La solidarité intergénérationnelle résiste à l'éloignement géographique car, contrairement à une idée reçue, cet éloignement est loin d'être nouveau. Au contraire, selon l'Unaf, la proximité géographique avec les grands-parents peut constituer un enjeu économique pour les familles et ainsi expliquer une partie des formes d'immobilité géographique constatées en France.

Les crises économiques, à l'image de la crise de 2008-2009, donnent toutefois une acuité nouvelle à la question des inégalités entre les générations : depuis les années 1980 et 1990, les jeunes, notamment peu qualifiés, arrivant à l'âge actif ont subi de plein fouet les dégradations du marché du travail 58 ( * ) . Elles posent aussi le problème de la soutenabilité générationnelle de notre modèle social, c'est-à-dire de la difficulté à assurer aux nouvelles générations un statut et une protection sociale aussi favorables que ceux de leurs aînés.


* 53 L. Davezies, « L'État a toujours soutenu ses territoires », Éditions du Seuil et La République des Idées, mars 2021.

* 54 Haut-conseil de la famille, de l'enfance et de l'âge, « Les ruptures de couples avec enfants mineurs », dossier de janvier 2020.

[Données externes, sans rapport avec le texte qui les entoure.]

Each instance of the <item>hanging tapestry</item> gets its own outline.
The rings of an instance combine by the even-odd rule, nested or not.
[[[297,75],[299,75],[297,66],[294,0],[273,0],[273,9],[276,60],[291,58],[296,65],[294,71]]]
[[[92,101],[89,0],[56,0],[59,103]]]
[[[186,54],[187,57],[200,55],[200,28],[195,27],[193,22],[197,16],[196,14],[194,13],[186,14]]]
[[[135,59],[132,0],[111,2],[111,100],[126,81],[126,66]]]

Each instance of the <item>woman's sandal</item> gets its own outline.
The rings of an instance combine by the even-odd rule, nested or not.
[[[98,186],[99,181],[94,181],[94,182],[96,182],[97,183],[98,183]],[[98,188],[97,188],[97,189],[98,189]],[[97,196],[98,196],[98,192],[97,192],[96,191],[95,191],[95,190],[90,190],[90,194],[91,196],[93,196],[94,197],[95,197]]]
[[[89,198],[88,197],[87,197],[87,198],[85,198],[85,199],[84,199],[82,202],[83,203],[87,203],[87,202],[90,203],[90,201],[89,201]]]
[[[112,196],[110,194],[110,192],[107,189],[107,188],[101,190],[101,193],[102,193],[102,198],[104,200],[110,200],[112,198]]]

* 55 Drees, « Opinion des familles monoparentales sur les politiques sociales : un sentiment de vulnérabilité et une attente forte de soutien à la parentalité », Études et Résultats, avril 2021.

* 56 Panoramas de la Drees, L'aide et l'action sociales en France, éd. 2019.

* 57 Insee-Drees, « Les principales ressources des 18-24 ans », Études et Résultats, juin 2016.

* 58 Voir notamment « Les inégalités entre générations depuis le baby-boom », Insee, L'économie française éd. 2011.